A little background, one of areas where Advize provides consulting services is in the medical record review space.  We have been providing this service to clients for over 20 years, both proactively, and reactively. Our CEO, Jeanmarie Loria, was actually a part of the development of the medical record review platform used by the Medicare contractors for these reviews, and I, the Director of Litigation, FWA, Eric Rubenstein, was part of the process improvement team for that same system (Unified Case Management, or UCM). 

From a proactive perspective, it is important to consider the OIG’s Model Compliance Guidance, which includes self-audits. Naturally we take that guidance very seriously, as being a retired HHS-OIG Special Agent, I understand that from an FWA and compliance perspective, proactive analysis can pinpoint coding and documentation issues and weaknesses and afford a provider the opportunity to make corrections quickly.

By doing the proactive self-audits on a regular cadence, issues can be addressed early and quickly, and result in the provider remaining in the “driver seat,” so to speak.  I can tell you first hand that if providers had taken on this approach, some of the waste and abuse related cases I oversaw while I was with the OIG may have never even come to fruition. 

Reactively, we work to facilitate an understanding of UPIC and commercial audits that are being conducted. Whether it be a “second set of eyes” to make an independent assessment of the records under review, seeking to facilitate appeals for a provider, or other requests that a provider is seeking to gain a better understanding of, tackling these reviews is an important step in compliance.

As part of any quality documentation audit, it is a combination of reviewing the documentation to the codes submitted for payment, as well as the medical necessity for that service, as it relates to the documentation. Often, we find ourselves counseling providers that the documentation has to meet the requirements of the code. In discussions with providers, we are also often told that the provider is documenting to the treatment, but that can still lead to a failure to code to the documentation. It is a “360 degree” view; document to the treatment, and code to the documentation.  Failure in one area, will likely lead to an audit issue.

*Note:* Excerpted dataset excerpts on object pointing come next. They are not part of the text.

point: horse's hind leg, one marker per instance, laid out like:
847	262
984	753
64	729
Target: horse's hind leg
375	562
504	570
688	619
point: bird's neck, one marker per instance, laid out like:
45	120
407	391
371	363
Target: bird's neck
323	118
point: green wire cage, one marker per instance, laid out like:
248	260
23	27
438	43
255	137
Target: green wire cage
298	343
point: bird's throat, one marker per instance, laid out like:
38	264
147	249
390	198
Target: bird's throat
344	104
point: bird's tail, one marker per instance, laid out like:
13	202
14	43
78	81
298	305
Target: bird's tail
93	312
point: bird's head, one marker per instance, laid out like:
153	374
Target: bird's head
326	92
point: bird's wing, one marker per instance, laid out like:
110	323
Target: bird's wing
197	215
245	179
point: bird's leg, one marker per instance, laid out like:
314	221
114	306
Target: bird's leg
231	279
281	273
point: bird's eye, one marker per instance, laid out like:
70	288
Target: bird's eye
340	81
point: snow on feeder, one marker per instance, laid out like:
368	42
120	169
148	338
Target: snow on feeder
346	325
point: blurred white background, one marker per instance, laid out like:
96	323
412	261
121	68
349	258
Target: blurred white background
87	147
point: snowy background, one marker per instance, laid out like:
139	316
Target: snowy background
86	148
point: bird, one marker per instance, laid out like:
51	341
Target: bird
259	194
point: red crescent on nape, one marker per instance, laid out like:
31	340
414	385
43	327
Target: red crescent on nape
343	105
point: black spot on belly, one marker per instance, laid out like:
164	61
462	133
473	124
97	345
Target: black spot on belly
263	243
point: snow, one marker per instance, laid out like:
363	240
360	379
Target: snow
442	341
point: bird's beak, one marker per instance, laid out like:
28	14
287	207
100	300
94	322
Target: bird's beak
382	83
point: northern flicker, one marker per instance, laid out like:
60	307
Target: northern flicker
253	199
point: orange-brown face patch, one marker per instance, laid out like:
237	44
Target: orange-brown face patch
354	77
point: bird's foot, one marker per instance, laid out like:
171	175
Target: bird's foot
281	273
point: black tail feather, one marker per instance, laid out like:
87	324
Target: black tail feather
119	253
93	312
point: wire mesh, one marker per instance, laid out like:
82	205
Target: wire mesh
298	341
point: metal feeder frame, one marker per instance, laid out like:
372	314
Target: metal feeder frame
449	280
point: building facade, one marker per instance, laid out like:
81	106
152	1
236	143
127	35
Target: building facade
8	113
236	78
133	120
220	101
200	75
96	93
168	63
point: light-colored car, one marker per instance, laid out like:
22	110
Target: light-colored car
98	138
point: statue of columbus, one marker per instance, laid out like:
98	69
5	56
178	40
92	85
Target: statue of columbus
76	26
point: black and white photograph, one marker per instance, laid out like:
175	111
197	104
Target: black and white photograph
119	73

We have had many conversations with individuals with respect to medical necessity, and how medical necessity is strictly a “clinical determination”. In these discussions, people have argued that only a clinician should be making that assessment, and that it is outside of an auditor’s responsibility or capability to opine on such areas. 

We have always taken the stance that medical necessity is a salient part of the audit. Medical necessity is not always about the service itself, but the documentation that justified the service. 

My two favorite examples are the patient who goes to the provider for a sore throat, and receives an EKG, and the patient who goes in for that same sore throat and a high level office visit (E/M 99214 or 99215, for example) are billed.  In the first example, the sore throat documentation would clearly show that the medical necessity for the EKG was absent (even if the EKG itself was well documented), thus making it part of the documentation audit.  An auditor need not be a healthcare provider to be able to make that assessment.  In the other instance, it may not be that the office visit was not medically necessary, but that the level of service billed was not medically necessary. 

The Center for Medicare and Medicaid Services (CMS) has provided some clear guidance on the topic, and has been echoed by the Healthcare Compliance Association (HCCA).

According to the CMS Claims Processing Manual, medical necessity is “the overarching criterion for payment in addition to the individual requirements of a CPT code. It would not be medically necessary or appropriate to bill a higher level of evaluation and management service when a lower level of service is warranted. The volume of documentation should not be the primary influence upon which a specific level of service is billed. Documentation should support the level of service reported.

It is not that the provider rendered a service that was not necessary for the evaluation and management of the patient, but that the documentation failed to demonstrate the medical necessity for the level of service that was billed. While we agree that there may be clinical considerations as part of the type of treatment of service provided, it is also standard practice as part of a quality audit to review the entirety of the document in front of an auditor. 

At Advize we often prefer to use the term “auditor” opposed to “coder,” as an auditor is truly looking at that 360 degree view of the record, and not just a snippet. We can confirm, when a UPIC or a payor is conducting an audit, that audit will be for every word on every page provided, and not necessarily with a myopic view. 

In any FWA matter, investigators will always seek to gain an understanding of everything that is available to understand the potential overpayment, loss amount or scheme being investigated.